Avukat Hayri Balta da “Eşim ve ben onu çok severiz.” demiş ve eklemişti:
“Atatürkçü çevrelerde çok yaşadım, birçok samimi Atatürkçü kişiyle dost oldum ama Gürbüz Tüfekçi kadar Atatürk ilkelerine gönülden bağlı ikinci bir insan görmedim. Gürbüz Tüfekçi’nin diğer önemli özelliği arkadaş canlısı olmasıdır. Arkadaşlarına bağlılığı çok güçlüdür. Kendini anlayanlara karşı çok sevecendir. Kendini anlamayanlardan çabucak uzaklaşır, kendi düşüncesini söyler ama çekişmeye tartışmaya girmez.”
DEVRİM ÇOCUĞU
Gürbüz Tüfekçi, 1929 Malatya, Arapkir doğumlu. Babası memur olduğu için onun tayin olduğu yerlere ailece birlikte giderler. Cumhuriyet’in 10. yılında, 1933’te Malatya’nın ilçesi Arapkir’de Hükûmet Meydanı’nda, yazılı nutku okurken duygulanıp ağlayarak kürsüden iner. Dört yaşında,okumayı biliyor ve çok duyarlı... Bu, onun özenle büyütülen akıllı bir çocuk olduğunu gösteriyor. Gürbüz Tüfekçi dedesinin sözlerini aktarırken bu saptamamı onaylıyor:
“Dedem ilkokul müdürüydü, müfettişlik yapmıştı. Dedemin eğitimci olması ben dâhil torunlarının hepsinin yetişmesinde etkili olmuştur. Beni zeki bulurdu. Ben Cumhuriyet, Atatürk ve Devrim çocuğu olarak yetiştirildim. Okulda da aynı eğitimi gördüm. Biz Atatürk’le, Cumhuriyet’le ilgili her şeyi, hep duygusal olarak öğrendik. Böyle olması da gerekiyordu. Ülke yeni kurtarılmıştı. Hemen her ailede bir şehit vardı. Dedemin yazıp yolladığı şiirleri annem ezberlettirirdi. Bunlar Cumhuriyet’i, Devrimleri öven şiirlerdi.”

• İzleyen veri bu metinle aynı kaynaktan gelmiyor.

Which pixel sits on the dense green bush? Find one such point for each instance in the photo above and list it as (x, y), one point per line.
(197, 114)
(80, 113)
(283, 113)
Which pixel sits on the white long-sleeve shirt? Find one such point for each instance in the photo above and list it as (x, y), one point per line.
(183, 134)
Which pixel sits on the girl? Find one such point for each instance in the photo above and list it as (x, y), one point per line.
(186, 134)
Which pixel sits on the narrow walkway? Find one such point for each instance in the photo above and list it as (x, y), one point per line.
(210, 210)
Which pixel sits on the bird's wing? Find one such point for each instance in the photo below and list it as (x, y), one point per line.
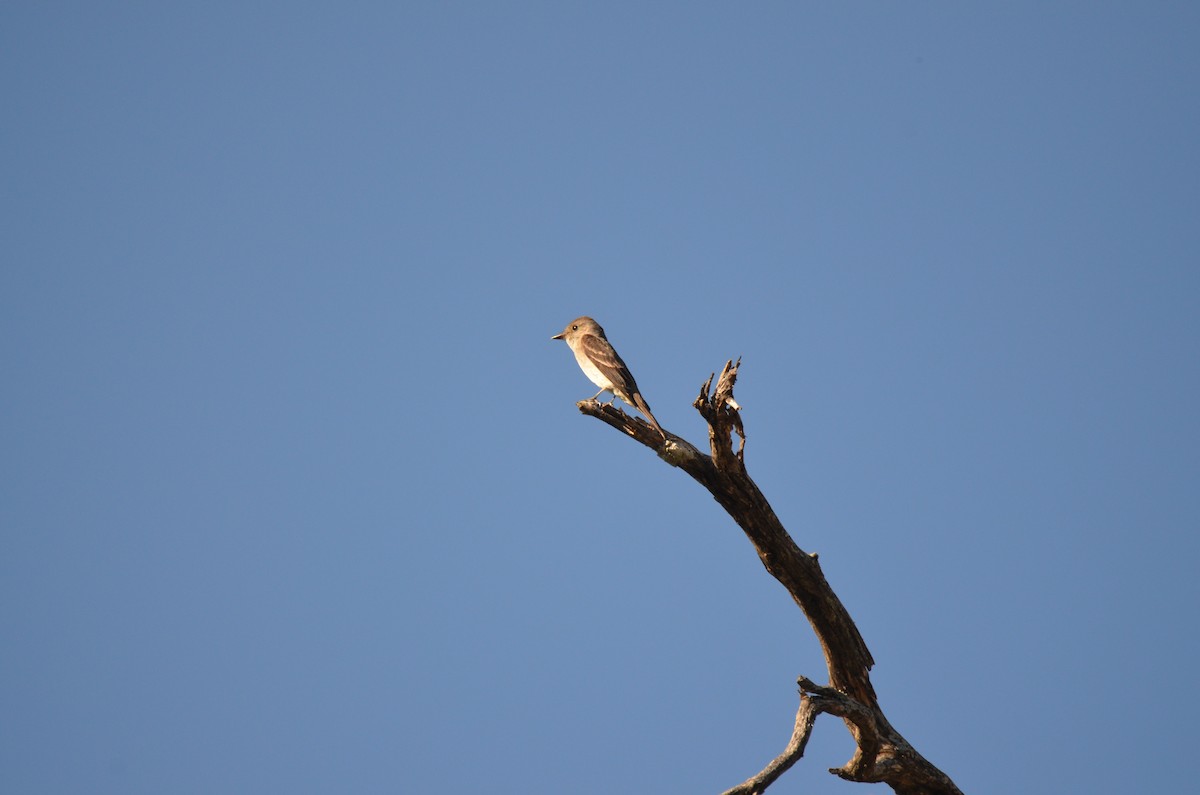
(607, 362)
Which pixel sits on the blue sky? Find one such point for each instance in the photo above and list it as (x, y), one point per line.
(294, 495)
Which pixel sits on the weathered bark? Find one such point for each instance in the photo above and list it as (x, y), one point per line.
(882, 754)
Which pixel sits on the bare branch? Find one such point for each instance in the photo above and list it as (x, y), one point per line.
(881, 754)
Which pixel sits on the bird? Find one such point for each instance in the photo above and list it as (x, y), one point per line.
(604, 366)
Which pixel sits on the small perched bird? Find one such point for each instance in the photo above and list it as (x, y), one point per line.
(600, 363)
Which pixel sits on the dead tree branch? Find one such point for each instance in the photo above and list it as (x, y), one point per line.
(882, 754)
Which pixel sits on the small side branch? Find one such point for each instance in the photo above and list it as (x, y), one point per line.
(805, 717)
(881, 753)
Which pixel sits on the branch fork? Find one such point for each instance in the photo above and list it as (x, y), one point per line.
(882, 754)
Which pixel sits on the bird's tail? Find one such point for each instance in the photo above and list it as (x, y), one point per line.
(642, 406)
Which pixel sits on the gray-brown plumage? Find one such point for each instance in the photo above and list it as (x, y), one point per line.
(601, 364)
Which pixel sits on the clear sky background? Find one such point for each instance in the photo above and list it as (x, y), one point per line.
(293, 490)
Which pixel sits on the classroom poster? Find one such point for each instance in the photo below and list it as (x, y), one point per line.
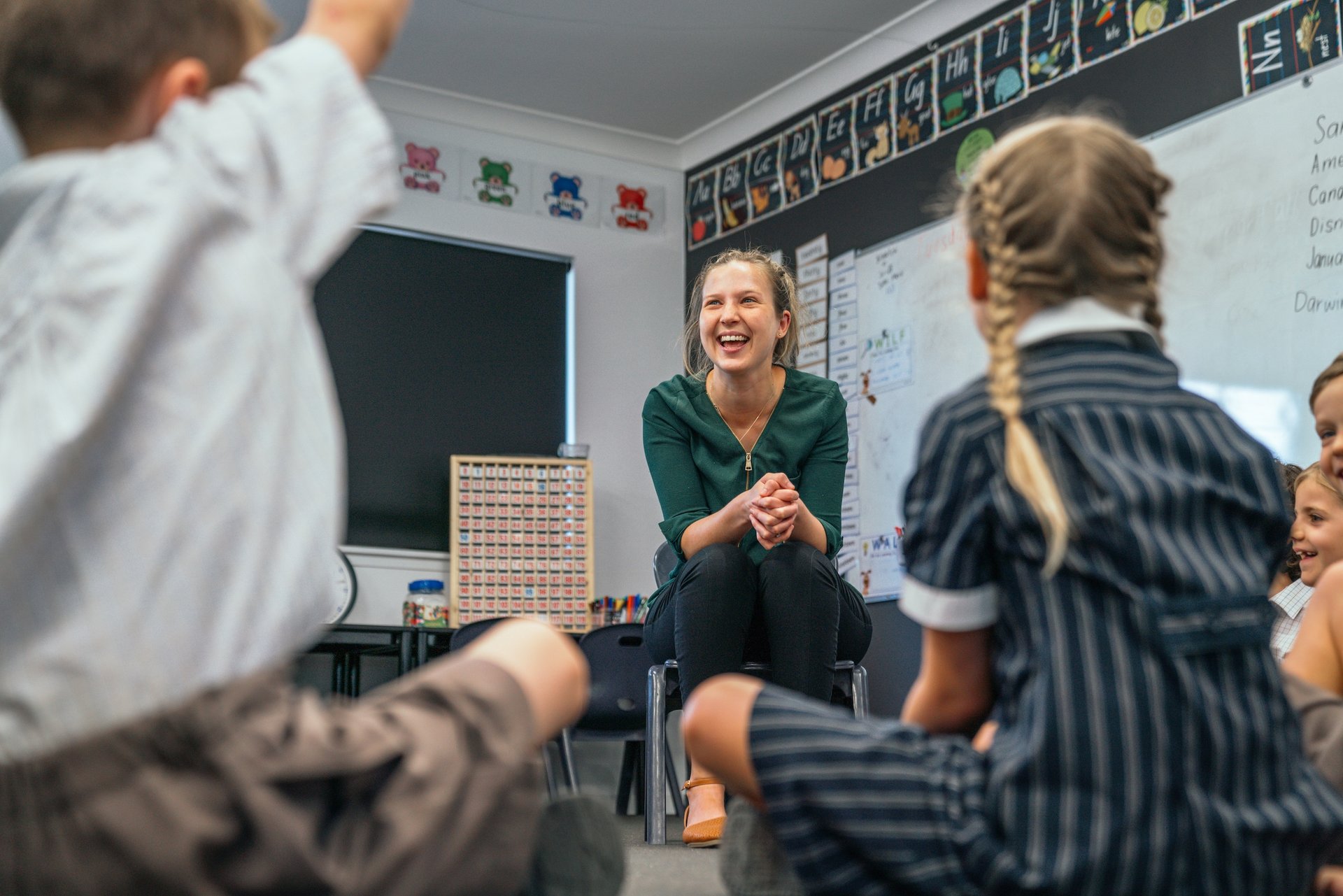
(887, 362)
(497, 182)
(800, 162)
(1151, 17)
(702, 207)
(632, 207)
(734, 206)
(765, 178)
(1051, 43)
(872, 124)
(1287, 41)
(1002, 61)
(916, 115)
(429, 169)
(834, 147)
(1102, 30)
(881, 564)
(958, 92)
(566, 195)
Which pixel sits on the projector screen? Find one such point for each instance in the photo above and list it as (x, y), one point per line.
(438, 348)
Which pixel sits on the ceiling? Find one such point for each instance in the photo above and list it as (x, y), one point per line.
(660, 69)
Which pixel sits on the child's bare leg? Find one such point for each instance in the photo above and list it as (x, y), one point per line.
(546, 664)
(716, 727)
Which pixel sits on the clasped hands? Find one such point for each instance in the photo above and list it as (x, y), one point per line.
(772, 507)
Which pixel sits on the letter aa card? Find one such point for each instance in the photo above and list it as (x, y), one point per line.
(1051, 43)
(732, 195)
(958, 92)
(1288, 39)
(1002, 62)
(916, 113)
(763, 178)
(800, 162)
(702, 207)
(1102, 30)
(836, 147)
(872, 125)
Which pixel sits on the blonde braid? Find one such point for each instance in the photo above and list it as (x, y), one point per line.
(1151, 265)
(1026, 468)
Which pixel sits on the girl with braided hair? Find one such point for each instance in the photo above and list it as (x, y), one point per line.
(1088, 547)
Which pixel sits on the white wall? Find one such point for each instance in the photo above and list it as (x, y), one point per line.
(629, 300)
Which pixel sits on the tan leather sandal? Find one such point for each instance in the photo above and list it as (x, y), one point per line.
(702, 833)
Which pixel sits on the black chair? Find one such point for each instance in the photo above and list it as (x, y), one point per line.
(618, 709)
(473, 630)
(851, 685)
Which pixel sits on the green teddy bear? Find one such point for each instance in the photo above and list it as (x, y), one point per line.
(493, 183)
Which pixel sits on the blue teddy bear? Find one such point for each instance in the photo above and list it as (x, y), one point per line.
(564, 199)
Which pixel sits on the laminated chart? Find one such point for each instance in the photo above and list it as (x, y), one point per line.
(521, 535)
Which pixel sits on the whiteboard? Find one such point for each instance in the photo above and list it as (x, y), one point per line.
(1252, 289)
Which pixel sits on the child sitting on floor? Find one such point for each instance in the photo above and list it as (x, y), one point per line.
(1088, 544)
(172, 485)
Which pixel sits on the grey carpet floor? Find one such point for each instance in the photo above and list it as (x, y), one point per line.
(667, 871)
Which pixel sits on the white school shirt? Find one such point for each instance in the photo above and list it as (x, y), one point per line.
(1288, 606)
(972, 609)
(171, 448)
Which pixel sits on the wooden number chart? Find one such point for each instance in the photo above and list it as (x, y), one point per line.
(521, 539)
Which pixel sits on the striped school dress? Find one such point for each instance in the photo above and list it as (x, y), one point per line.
(1146, 744)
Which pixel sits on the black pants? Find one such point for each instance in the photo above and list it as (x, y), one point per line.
(793, 611)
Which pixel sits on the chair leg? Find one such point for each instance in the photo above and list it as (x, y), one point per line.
(551, 788)
(860, 692)
(622, 792)
(655, 758)
(638, 778)
(677, 801)
(571, 777)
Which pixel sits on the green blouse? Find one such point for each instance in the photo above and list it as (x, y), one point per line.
(697, 465)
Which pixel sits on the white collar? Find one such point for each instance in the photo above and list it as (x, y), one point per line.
(1083, 315)
(1293, 598)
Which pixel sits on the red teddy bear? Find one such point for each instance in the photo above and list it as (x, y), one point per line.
(630, 211)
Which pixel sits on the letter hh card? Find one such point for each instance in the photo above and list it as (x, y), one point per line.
(958, 84)
(916, 115)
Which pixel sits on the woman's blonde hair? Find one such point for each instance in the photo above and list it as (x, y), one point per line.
(1327, 375)
(1063, 207)
(783, 292)
(1315, 473)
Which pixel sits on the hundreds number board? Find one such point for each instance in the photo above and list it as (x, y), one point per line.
(521, 536)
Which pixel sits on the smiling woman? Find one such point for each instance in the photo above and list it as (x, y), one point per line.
(747, 456)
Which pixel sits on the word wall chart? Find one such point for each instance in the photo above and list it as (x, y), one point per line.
(521, 535)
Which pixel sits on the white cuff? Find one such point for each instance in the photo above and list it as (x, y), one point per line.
(947, 610)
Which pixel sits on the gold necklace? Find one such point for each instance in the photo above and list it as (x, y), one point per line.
(747, 432)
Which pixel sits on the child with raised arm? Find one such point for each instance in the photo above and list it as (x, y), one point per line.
(1088, 546)
(172, 483)
(1314, 671)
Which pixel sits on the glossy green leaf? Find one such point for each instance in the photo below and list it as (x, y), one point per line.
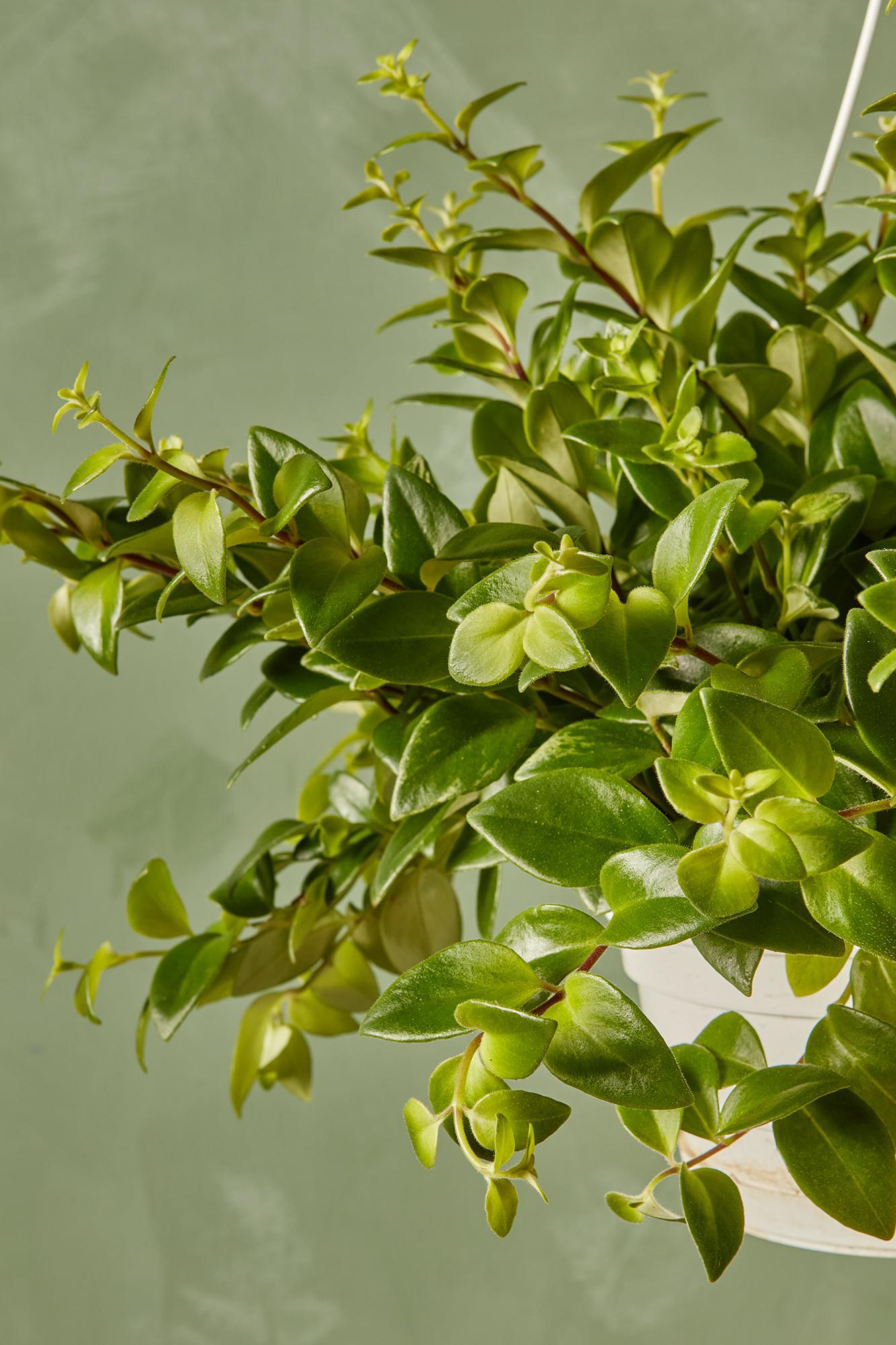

Gürbüz Tüfekçi’nin kişiliğinin oluşmasındaki en büyük etken sanırım dedesi İbrahim Olcaytu’dur. İbrahim Olcaytu, bir Cumhuriyet öğretmenidir. O, torunları için de bir öğretmen olmuş, hepsiyle yakından ilgilenmiş, onlara mektuplar, şiirler yazmış, onları yönlendirmiş, yüreklendirmiş.
ATATÜRKÇÜLÜĞE SARILIŞ
Gürbüz Tüfekçi, Galatasaray Lisesi orta kısmından sonra lise öğrenimine, ailenin taşınması nedeniyle Ankara Atatürk Lisesi’nde devam eder. Öğretmenlerinin hepsi devrimci, yurtsever kişilerdir. Öğrencilerine, Cumhuriyet’in kuruluşunu, cumhuriyet düşüncesini anlatırlar. Bu etkiler onu, Atatürkçülüğü incelemeye yönlendirir. Atatürkçülüğe sarılır. Gürbüz Tüfekçi, çocukluk, gençlik dönemiyle bugünü karşılaştırarak şu saptamayı yapıyor:
“O zamanki Cumhuriyet bugün yok. Atatürk, ‘Türkiye; Ulusalcı, Halkçı, Cumhuriyetçi, Laik, Devletçi ve Devrimci bir Cumhuriyet’tir.’ diyerek Kemalist ilkelerini sıralamış, TBMM’nin açılışından sonra da çıkartılan yasalarla bu ilkeler desteklenmiş, koruma altına alınmıştı. Şimdi bu ilkeler ya ortadan kaldırıldı ya da ortadan kaldırılmaya çalışılıyor.”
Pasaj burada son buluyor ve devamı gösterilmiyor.